I read Bassel: Behind the Screens of the Syrian Resistance and Waiting by Noura Ghazi Safadi. You can see early on when Bassel was detained, the EFF and the Mozilla Foundation, Creative Commons, and other organizations spoke up strongly calling for his release. Those efforts continued – Read the story of Bassel Khartabil, Syrian prisoner who lives and risks dying for a free Internet but last year in 2015 was the last anyone heard of him as he was transferred from one prison to possibly a military field camp.
So there we are in Dolores Park, feeling surreal, next to a big cardboard cutout of Bassel. We’re lying in the sun on a picnic blanket and lawn chairs watching people play frisbee and catching Pokémon, sharing delicious fruit and cookies, passing around a copy of The Cost of Freedom, an anthology by people working to help free Bassel. We ended up talking about our own work and our beliefs. I took notes as we all had neat ideas, but can’t find them now as I’m several notebooks past the summer by now. I do remember really enjoying talking with Mahmoud about his HatNote projects, like Weeklypedia and the strangely hypnotic Listen to Wikipedia.
Afterwards Niki sent round a play: A Picnic for Bassel in Three Acts. It gets a little bit of the flavor of that day, the intensity of our conversations, and the cognitive dissonance of being at a lovely picnic with friends while thinking to the horrors of repression, imprisonment, and war. It is really lovely to read and heartens me today.
DAKE: I see what you’re saying, but there is a human side to it too that you seem to be forgetting. Cause besides tweets that are headlines for articles that one might not read, there is also the tweet by itself as a piece of evidence, a storytelling tool, in journalism itself. And of course the author of the tweet, a person, with a life. And when someone becomes the person who is relied on for tweets about a certain topic, or about a current event, it can take quite a toll on them. Sometimes these people are located outside the geographic space in which a story, usually a conflict, is occurring, yet they become central information conduits regarding it. But they are less “on the ground” in it than they are adept in collecting, aggregating, and sharing information that is found online about it. Not only does erode the quality of stories, as journalists look to tweets about something rather than directly investigating the story by talking to the people involved in it, but it can also cause some trauma to the person who is “the conduit,” as people come to rely on them to provide information which they are themselves quite removed from.
ENBE: And then there are the “conduits” like Bassel who were actually on the ground and sharing information about what was actually happening, and who put themselves at great risk to share it. How can we better protect these people, both now and going forward, to help people not be arrested, and help those who, like Bassel, unfortunately have been?
DAKE: That is a tricky question because at least as far as the traditional ethics in journalism go, you only need to protect your sources if they ask you to, if they only agree to disclose what they do on condition of anonymity.
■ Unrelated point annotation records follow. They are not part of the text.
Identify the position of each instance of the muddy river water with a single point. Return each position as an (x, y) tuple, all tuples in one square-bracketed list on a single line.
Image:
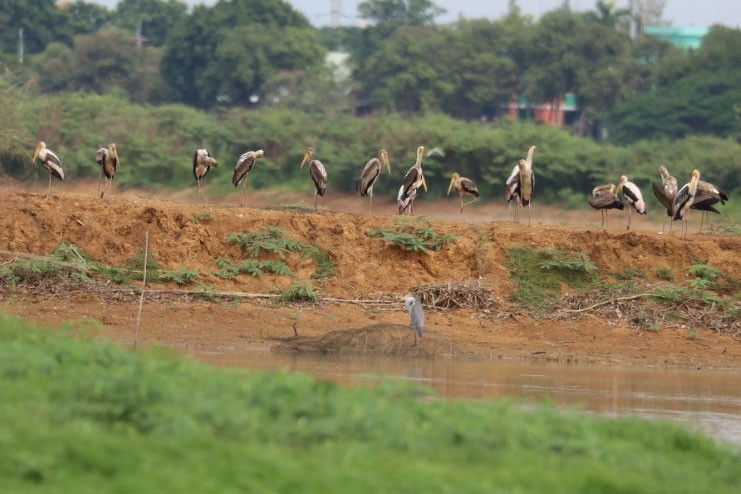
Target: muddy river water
[(707, 399)]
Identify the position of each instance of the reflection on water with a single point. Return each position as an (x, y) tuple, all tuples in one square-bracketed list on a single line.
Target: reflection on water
[(708, 398)]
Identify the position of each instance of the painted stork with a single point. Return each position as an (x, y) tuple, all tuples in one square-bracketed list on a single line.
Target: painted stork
[(371, 172), (666, 193), (633, 197), (412, 180), (107, 158), (202, 163), (464, 186), (604, 198), (244, 165), (513, 190), (51, 162), (317, 172), (683, 201), (706, 197)]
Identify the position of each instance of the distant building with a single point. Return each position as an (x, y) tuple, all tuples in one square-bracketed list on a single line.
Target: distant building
[(682, 37)]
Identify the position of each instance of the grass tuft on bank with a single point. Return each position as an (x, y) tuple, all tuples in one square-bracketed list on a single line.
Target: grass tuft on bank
[(82, 416)]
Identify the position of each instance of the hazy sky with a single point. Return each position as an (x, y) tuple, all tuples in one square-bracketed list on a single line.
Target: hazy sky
[(678, 12)]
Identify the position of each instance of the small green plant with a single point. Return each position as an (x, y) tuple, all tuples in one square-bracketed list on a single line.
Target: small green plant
[(203, 217), (630, 274), (665, 273), (416, 236), (180, 276), (299, 292)]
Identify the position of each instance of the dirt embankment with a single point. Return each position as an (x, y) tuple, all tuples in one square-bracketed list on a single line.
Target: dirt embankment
[(193, 237)]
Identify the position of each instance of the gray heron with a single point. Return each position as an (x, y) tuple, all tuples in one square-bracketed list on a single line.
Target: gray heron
[(107, 158), (464, 186), (633, 197), (416, 315), (317, 172), (604, 198), (51, 162), (202, 163)]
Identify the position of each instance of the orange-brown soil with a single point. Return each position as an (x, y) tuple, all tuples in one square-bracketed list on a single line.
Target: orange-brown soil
[(187, 235)]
But if the source is public there is no need to protect them.
LIRA: But that is based on older systems of sharing information, where the idea of a source being public, the very idea of a public, was very different. Fewer people could be public, in the sense of having access to an audience of strangers.
. . .
SAKI: Not so fast, buddy! A platform like this cannot be too easy to use so that people don’t consider the risks they are taking by using it. Think about situations like Bassel’s, before he was arrested, and in many ways why he was arrested. People who appoint themselves to a story that their country does not want to be told. And not just the story, but the tools to follow and tell a story, any story, and participate in the global, storytelling knowledge machine that shapes much of the Internet.
And that made him a threat to and target for his government. Because it is one thing to have a lot of followers, and be threatening because of your access to an eager audience, in a large scale, whose collective actions could be too easily choreographed in way that the ruling powers do not like. But it is another to also be an advocate for learning and open discussion, and well respected within international organizations dedicated to the same. Cause it is not just about stopping the flow of information that is transmitted through a person, it is about stopping the machinery that they are helping to build, the influence a person has on the way that people think, the infectious freedom of curiosity, debate, and optimistic discussion.
I recommend the entire strategy for activists. Have a picnic, have tea, invite people to discussions on a small scale and then go deep. Please, also enjoy yourselves and celebrate life while doing so. It is important to appreciate these moments of peace and happiness without closing our eyes to harsher realities.